Blu-Ray Review: ‘The Invisible Woman’ Is A Tale of Two Dickens


The Invisible Woman (Sony Pictures Home Entertainment)

Recently released on Blu-ray, The Invisible Woman (111 minutes, Rated R) centers on the life of Ellen Ternan (Felicity Jones), an 18-year-old woman who enters a love affair with a married Charles Dickens (Ralph Fiennes). Directed by Fiennes, the narrative is mainly told from Ternan’s point of view, as she starts off as a wide eyed teenager who’s smitten with the great author.

The film, based on , also deals with the woman’s new life after Dickens passing.  Ellen would later change her name to Nelly and live an altogether separate life as a married woman and schoolteacher. Felicity Jones does nuanced work as “the invisible woman,” an independent minded spirit who finds herself caught in Dickens’ formidable shadow, even after his passing. Kristin Scott Thomas, who previously worked with Fiennes in The English Patient, co-stars as Ternan’s mother.

Although the narrative delves into Charles Dickens’ own conflicts in keeping a happy home while also continuing his passionate romance with his muse, it’s Ternan’s own path towards acceptance which serves as the heart of the story. 

Special features on the Blu-ray include commentary from Fiennes and Jones, Red Carpet coverage at the Toronto Film Festival and an informative SAG Q&A featuring Fiennes and Jones.

The Invisible Woman (Sony Pictures Classics)
The Invisible Woman (Sony Pictures Classics)

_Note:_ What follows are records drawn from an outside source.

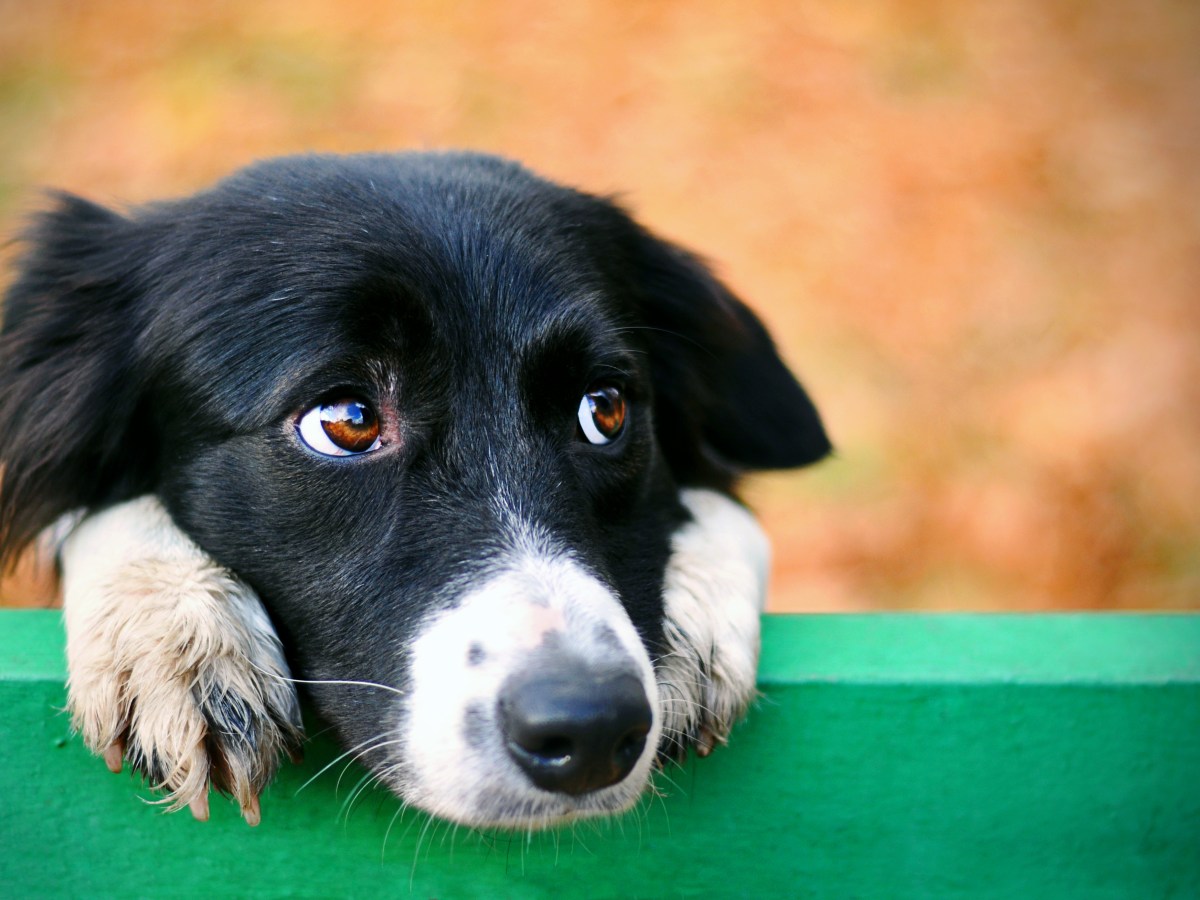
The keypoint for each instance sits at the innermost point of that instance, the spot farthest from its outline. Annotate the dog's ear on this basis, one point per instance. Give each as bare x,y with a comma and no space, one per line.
725,401
67,400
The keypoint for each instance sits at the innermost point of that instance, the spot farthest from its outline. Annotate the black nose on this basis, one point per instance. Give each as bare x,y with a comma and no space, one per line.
574,730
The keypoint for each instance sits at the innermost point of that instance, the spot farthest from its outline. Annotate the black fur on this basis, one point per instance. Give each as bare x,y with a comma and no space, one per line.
173,349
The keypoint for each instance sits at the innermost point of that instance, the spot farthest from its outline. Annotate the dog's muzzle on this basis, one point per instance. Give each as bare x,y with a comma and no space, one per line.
574,727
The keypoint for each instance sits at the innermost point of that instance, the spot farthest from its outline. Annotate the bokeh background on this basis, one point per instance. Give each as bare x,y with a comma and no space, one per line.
973,227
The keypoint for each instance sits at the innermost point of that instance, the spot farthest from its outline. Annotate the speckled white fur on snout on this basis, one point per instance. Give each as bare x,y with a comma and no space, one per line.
457,763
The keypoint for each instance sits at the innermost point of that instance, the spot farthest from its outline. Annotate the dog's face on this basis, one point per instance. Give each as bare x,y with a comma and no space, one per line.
442,415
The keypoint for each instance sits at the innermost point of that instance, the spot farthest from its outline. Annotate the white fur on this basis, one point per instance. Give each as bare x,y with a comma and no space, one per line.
507,618
714,591
153,624
154,629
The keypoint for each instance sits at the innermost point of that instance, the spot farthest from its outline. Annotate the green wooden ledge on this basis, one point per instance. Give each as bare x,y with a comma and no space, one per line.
891,756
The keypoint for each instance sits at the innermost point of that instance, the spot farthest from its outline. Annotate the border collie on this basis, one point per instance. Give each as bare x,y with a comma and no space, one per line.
451,443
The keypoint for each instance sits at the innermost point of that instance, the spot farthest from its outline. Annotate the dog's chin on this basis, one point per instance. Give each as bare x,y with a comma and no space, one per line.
516,807
537,641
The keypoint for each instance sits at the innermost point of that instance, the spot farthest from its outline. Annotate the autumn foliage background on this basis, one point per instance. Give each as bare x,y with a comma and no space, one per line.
973,227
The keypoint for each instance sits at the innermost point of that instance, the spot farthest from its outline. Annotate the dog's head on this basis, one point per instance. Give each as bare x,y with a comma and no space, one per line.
443,417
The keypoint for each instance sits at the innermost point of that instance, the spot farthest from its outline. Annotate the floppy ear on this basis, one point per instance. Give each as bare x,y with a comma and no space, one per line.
67,402
725,401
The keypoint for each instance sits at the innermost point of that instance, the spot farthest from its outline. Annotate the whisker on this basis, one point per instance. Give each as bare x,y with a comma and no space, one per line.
330,681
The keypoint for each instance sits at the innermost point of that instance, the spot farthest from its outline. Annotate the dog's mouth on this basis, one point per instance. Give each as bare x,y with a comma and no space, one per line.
533,702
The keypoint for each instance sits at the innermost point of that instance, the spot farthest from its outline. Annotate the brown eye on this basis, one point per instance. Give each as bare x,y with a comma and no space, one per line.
346,427
601,414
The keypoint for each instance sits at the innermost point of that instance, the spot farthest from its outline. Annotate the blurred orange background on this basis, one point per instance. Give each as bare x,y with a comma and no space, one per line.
973,227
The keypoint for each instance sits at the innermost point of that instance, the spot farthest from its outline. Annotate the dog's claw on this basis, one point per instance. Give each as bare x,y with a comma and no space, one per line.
705,742
252,813
199,808
114,756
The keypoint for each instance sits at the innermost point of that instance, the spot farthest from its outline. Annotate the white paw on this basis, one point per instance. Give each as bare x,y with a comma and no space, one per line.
713,592
173,661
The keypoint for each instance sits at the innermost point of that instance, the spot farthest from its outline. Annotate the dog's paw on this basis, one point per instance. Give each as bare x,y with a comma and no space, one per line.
173,663
713,597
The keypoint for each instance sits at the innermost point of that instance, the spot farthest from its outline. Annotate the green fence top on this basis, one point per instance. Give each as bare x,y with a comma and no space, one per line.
892,756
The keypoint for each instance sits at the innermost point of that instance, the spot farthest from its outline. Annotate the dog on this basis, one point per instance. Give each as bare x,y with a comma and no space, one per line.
454,444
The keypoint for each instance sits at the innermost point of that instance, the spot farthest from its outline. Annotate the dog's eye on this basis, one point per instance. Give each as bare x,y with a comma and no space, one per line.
601,413
345,427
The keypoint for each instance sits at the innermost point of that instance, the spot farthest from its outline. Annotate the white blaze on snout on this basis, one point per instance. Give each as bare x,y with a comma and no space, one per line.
459,765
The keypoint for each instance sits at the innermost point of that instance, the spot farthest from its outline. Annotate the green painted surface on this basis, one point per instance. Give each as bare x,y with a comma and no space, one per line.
891,756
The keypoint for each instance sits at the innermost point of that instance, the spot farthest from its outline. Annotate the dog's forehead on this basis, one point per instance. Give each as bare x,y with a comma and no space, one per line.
322,259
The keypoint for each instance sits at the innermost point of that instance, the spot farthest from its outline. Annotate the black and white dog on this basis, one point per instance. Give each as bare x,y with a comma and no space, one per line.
451,443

Towards the end of the SAG interview, Fiennes elaborated on the theme of The Invisible Woman.

“What moved me to make the film was (it was about) a woman seeking closure with a relationship, with a past love affair, a past intimacy,” said Fiennes. “That moved me – the idea that someone is haunted by something in their past, in this case a love affair which they still have not had reconciliation with. I want the audience to witness what that journey is for Nelly and reflect on it. I think, most people in their life, whether it’s with a lover or a sibling or a parent or a child, if you lose that person, it affects you and it’s not easy to articulate closure with it. So that, for me, is what the film is about.”